For optimal browsing, we recommend Chrome, Firefox or Safari browsers.

Cyber Cops Examine Gaps in Investigative Technologies

Experts look at cyber security to create tools for fighting cyber attacks

HANOVER, NH -- In anticipation of the first national research and development agenda for cyber attack investigative tools and technologies, the Institute for Security Technology Studies (ISTS) at Dartmouth College brought national cyber attack experts to New Hampshire to help prioritize the research and development needs for fighting cyber crime.

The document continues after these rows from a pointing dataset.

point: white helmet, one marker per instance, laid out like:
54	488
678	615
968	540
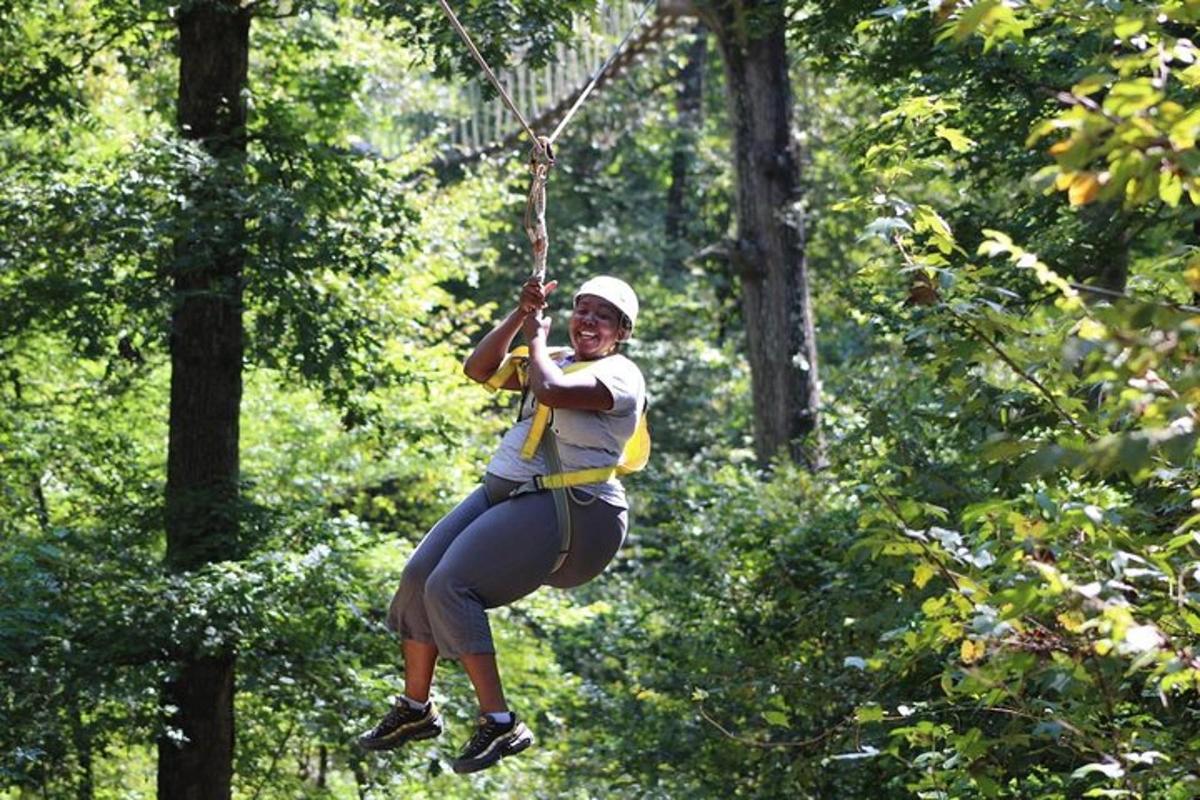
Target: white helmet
615	290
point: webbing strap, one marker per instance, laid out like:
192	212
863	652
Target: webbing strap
541	417
562	500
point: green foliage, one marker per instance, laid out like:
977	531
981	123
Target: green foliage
991	590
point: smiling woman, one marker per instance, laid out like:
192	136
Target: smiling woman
551	509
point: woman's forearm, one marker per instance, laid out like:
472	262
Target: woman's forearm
487	355
544	373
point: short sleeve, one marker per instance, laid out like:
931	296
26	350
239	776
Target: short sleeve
623	380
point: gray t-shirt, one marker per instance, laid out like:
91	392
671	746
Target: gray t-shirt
586	439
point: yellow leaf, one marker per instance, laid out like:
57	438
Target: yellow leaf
1084	188
922	575
1170	188
972	651
1062	146
1073	621
959	140
1091	330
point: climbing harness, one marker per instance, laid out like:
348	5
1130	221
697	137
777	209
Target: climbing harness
541	435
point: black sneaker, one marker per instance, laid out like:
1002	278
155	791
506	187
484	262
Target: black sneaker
402	723
492	741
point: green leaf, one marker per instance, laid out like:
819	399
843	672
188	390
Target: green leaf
871	713
959	140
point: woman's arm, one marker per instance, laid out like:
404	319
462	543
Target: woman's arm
486	358
551	385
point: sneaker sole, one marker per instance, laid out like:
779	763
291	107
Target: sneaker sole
401	739
519	741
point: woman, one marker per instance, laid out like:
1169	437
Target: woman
505	539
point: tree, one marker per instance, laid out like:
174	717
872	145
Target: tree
207	350
769	251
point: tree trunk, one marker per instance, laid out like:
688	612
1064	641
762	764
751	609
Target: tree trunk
769	250
689	121
196	752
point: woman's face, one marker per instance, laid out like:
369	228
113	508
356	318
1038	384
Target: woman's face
594	328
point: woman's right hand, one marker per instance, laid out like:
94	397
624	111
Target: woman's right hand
533	295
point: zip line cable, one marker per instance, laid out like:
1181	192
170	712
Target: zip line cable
487	71
599	73
543	156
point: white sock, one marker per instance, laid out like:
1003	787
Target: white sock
411	703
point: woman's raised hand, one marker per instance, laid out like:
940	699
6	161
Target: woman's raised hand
533	295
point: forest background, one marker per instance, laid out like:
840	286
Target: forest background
233	305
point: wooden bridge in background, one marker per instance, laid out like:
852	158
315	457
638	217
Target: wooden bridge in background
483	126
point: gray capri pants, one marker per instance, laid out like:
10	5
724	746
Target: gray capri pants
490	551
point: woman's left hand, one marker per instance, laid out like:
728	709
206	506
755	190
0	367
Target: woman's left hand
535	328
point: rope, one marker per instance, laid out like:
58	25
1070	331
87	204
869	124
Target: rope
599	73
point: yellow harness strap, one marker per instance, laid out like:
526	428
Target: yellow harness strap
634	458
541	419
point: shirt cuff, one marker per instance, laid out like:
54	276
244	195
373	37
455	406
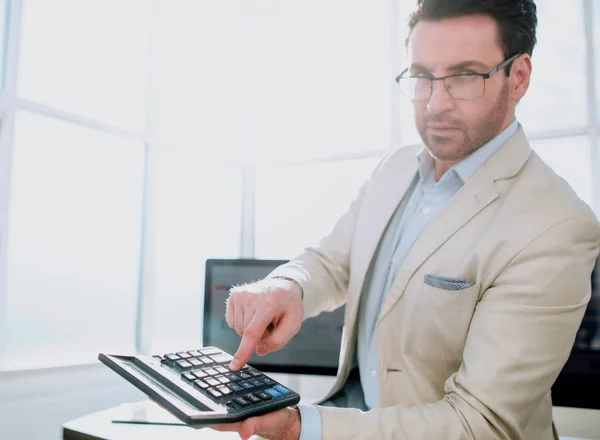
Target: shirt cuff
310	418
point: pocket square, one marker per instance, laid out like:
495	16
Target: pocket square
446	283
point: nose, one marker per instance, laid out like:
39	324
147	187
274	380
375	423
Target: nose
440	100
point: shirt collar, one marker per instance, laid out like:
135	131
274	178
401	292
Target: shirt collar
468	166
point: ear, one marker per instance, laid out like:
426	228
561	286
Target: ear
520	76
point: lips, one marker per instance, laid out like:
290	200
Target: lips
441	127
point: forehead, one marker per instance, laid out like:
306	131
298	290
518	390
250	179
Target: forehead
445	42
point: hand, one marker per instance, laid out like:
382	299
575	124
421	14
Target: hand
266	314
279	425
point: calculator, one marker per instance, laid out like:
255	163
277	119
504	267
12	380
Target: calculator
198	387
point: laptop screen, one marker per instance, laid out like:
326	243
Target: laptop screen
314	350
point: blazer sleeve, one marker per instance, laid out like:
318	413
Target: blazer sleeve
520	337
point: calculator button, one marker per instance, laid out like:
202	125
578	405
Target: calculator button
195	362
189	376
201	384
209	351
233	376
214	392
212	381
273	393
252	372
283	390
252	398
183	365
263	395
241	401
235	387
246	385
223	357
224	390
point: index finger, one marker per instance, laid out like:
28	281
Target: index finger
250	339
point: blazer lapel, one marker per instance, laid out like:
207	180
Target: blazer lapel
389	187
477	193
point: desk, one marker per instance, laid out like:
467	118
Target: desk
100	426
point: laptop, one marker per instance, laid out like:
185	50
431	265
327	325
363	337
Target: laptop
314	350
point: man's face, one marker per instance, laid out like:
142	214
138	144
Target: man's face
452	129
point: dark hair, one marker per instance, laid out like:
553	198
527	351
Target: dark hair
517	19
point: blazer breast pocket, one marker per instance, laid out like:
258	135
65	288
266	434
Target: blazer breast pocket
446	283
444	290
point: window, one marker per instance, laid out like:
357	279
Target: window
197	211
577	171
74	143
304	94
298	205
73	250
556	99
3	34
91	61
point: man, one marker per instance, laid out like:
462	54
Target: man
464	266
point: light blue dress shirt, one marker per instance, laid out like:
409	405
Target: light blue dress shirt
424	200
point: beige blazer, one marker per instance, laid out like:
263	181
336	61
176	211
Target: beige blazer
471	364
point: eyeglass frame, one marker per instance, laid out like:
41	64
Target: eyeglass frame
485	76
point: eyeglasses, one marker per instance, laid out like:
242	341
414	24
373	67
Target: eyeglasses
463	86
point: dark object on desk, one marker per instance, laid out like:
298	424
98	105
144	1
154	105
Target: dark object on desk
580	377
198	388
314	350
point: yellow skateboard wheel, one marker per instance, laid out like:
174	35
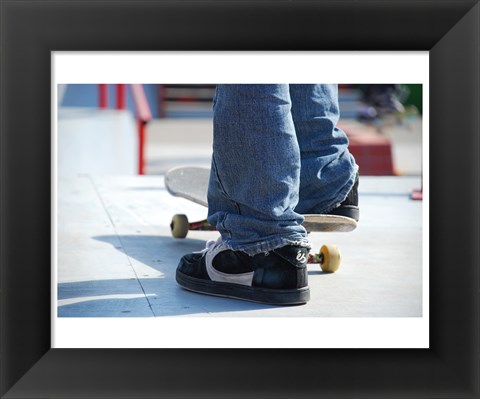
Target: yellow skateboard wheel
179	226
330	258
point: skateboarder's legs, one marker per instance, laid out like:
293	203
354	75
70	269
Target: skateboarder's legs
277	153
328	170
254	190
255	176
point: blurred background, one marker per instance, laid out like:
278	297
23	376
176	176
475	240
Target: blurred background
131	129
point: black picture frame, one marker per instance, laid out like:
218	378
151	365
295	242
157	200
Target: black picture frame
449	30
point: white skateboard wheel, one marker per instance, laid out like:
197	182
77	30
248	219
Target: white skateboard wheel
179	226
330	258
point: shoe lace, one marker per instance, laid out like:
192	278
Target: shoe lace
211	245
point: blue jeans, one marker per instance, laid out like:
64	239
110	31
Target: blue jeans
277	154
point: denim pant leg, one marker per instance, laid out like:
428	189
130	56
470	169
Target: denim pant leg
328	169
254	182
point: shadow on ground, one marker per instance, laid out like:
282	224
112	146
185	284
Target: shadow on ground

"There is a significant national need for a published research and development agenda specifically for law enforcement cyber attack investigations," said Andrew Macpherson, program coordinator for the Technical Analysis Group (TAG) of ISTS which brought the group together. "The purpose of gathering these cyber crime experts was to prioritize the research and development areas previously identified by a survey of law enforcement officials, such as circumventing encryption, automated log analysis, and detecting IP spoofing." Cyber attacks are defined as computer attacks that can undermine the confidentiality, integrity, or availability of a computer or information resident on it.

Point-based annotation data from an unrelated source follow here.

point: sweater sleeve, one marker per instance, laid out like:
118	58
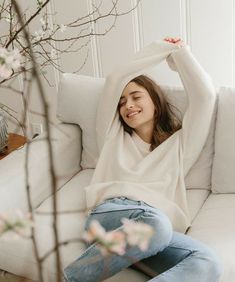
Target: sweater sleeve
201	100
148	57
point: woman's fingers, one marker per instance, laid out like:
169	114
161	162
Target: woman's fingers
177	40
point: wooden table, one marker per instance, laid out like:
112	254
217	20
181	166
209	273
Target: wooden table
14	142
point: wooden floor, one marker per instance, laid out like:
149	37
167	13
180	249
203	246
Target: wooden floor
7	277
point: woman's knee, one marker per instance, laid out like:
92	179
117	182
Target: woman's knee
210	266
213	264
162	230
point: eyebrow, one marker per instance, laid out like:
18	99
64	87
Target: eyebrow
133	92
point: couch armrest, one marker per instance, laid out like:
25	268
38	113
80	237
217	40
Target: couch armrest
66	145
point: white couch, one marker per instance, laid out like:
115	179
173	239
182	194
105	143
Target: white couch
210	183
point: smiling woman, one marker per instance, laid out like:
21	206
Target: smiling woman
149	187
143	108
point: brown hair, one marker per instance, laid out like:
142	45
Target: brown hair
165	120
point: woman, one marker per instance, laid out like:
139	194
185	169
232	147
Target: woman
145	154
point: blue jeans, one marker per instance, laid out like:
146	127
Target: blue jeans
171	256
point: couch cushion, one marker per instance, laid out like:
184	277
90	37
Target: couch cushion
78	97
223	173
215	226
77	103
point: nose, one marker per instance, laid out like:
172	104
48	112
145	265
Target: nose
129	105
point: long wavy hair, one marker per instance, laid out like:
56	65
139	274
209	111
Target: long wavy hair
165	120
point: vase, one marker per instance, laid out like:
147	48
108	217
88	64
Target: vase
3	133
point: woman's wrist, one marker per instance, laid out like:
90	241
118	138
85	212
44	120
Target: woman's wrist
176	41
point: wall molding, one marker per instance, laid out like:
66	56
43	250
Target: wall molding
185	23
95	46
233	44
52	11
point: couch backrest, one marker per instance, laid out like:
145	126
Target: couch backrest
77	103
223	172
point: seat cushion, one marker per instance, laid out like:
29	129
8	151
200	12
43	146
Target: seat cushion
78	99
223	176
18	256
215	226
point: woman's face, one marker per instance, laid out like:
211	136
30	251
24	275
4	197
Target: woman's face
136	107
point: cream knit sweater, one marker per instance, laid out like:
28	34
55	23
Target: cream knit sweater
158	177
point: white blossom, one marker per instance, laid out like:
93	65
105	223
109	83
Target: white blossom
9	61
132	233
63	27
14	224
43	23
138	233
53	54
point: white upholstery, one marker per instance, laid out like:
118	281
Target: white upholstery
215	226
212	214
223	174
70	197
77	103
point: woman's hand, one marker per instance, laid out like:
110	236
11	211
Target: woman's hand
177	41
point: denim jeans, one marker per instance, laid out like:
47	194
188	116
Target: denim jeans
170	257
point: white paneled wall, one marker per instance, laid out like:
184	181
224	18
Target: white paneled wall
206	25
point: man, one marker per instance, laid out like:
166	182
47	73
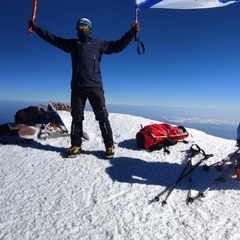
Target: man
86	53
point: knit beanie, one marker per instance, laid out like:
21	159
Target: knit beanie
83	20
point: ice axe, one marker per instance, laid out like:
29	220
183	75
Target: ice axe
34	10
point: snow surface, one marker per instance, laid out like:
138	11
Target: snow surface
47	196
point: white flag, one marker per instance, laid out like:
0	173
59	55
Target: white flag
183	4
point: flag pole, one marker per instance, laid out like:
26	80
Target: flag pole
136	20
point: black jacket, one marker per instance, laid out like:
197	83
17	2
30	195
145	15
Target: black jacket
86	56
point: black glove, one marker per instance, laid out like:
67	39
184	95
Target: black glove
135	27
32	24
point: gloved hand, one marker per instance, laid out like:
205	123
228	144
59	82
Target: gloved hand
135	27
32	25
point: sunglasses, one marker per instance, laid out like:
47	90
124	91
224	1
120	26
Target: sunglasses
83	27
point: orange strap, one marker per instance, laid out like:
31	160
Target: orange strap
168	136
34	10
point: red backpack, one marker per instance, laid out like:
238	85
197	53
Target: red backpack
157	136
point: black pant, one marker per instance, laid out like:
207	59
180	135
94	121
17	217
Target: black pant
96	99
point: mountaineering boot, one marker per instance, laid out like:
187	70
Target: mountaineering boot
74	151
109	152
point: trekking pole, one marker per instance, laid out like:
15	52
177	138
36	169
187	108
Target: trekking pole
193	152
221	178
169	190
190	198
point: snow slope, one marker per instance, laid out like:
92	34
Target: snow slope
47	196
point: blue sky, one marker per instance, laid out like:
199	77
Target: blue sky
191	60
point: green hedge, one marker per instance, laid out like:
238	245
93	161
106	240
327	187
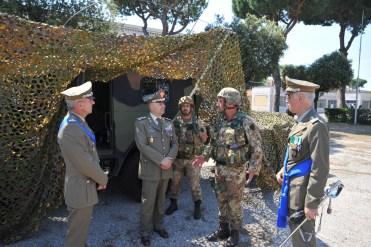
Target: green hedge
346	115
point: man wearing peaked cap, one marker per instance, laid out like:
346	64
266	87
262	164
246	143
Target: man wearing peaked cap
158	146
83	176
158	96
306	165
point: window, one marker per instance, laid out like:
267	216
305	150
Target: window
321	103
260	100
331	103
350	103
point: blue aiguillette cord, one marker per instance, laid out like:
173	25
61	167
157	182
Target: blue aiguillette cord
301	169
69	119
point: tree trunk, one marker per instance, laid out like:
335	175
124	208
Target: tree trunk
342	95
316	99
338	98
277	84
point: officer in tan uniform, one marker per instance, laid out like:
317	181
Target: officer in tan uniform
156	140
235	146
306	167
83	175
192	135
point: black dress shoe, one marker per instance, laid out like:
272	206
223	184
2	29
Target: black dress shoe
162	232
145	240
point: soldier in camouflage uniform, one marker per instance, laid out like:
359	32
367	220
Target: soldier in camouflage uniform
191	135
235	145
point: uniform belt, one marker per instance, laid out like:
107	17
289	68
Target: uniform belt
231	146
223	163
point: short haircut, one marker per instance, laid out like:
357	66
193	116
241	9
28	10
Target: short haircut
309	96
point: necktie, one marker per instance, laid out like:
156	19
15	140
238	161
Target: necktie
159	122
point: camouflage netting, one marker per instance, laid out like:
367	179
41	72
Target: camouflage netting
38	61
275	128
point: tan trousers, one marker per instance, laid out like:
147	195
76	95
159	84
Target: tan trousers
192	172
153	205
305	237
78	226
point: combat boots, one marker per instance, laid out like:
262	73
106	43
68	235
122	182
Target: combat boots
221	234
172	208
197	211
233	239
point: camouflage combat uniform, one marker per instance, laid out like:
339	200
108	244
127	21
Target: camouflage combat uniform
190	144
235	146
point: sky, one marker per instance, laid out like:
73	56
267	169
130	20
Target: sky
305	43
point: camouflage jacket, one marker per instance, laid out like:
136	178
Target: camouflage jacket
236	142
189	140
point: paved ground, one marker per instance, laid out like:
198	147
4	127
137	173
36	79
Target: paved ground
115	220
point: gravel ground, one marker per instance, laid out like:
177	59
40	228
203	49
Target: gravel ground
116	218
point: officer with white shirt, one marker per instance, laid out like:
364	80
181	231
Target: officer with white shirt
157	143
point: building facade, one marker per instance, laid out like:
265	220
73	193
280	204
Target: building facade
262	99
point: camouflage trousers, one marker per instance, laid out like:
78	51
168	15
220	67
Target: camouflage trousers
229	187
181	167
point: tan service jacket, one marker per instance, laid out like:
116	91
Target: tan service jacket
155	144
83	171
313	134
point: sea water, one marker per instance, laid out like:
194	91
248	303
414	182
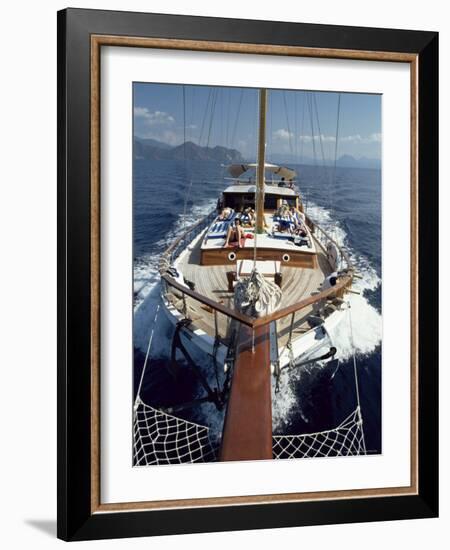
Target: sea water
169	196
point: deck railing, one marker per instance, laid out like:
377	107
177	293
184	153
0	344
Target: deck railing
320	236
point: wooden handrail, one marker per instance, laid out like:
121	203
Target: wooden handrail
174	243
208	302
341	250
303	303
261	321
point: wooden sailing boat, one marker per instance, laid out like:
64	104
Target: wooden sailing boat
200	271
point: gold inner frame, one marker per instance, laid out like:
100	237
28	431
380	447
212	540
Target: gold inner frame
97	41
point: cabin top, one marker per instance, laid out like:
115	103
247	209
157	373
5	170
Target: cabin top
268	189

Participants included cyber crime experts from the Department of Justice, the United States Secret Service, NASA, the New Hampshire Attorney General's Office, the National Law Enforcement and Corrections Technology Center, the National White Collar Crime Center, and investigators from New York, Florida, California, and South Carolina, as well as the San Diego Supercomputer Center at the University of California, San Diego, the University of New Haven, and Sleuth, a computer forensics firm.

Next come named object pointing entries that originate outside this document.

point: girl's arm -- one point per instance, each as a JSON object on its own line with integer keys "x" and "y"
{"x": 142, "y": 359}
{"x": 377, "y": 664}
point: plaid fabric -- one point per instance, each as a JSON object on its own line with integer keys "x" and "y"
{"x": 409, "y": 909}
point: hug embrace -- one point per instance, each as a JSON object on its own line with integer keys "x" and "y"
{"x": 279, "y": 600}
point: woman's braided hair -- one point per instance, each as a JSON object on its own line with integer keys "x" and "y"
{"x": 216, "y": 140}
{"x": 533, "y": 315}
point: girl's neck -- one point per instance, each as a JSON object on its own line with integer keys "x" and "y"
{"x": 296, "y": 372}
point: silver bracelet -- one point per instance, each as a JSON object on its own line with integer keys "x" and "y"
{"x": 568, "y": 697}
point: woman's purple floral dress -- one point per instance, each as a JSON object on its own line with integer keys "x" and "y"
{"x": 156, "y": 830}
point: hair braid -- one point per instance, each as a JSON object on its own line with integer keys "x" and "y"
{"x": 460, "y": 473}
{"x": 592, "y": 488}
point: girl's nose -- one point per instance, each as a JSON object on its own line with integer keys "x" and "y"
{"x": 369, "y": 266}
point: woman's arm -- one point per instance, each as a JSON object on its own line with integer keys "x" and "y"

Using data gathered during the 2002 and 2003 workshops ISTS will detail the ranked priorities and produce a national research and development agenda in the fall of 2003. In addition, ISTS will conduct a national outreach initiative to share the results of the project with investigative organizations, private industry, research institutions, and other parties. This needs based list for cyber attack investigative tools and technologies will give useful information to American industry, and others, for providing critical cyber crime solutions to the law enforcement community. "This guidebook will offer specifics about what cyber crime tools need to be developed," said Macpherson.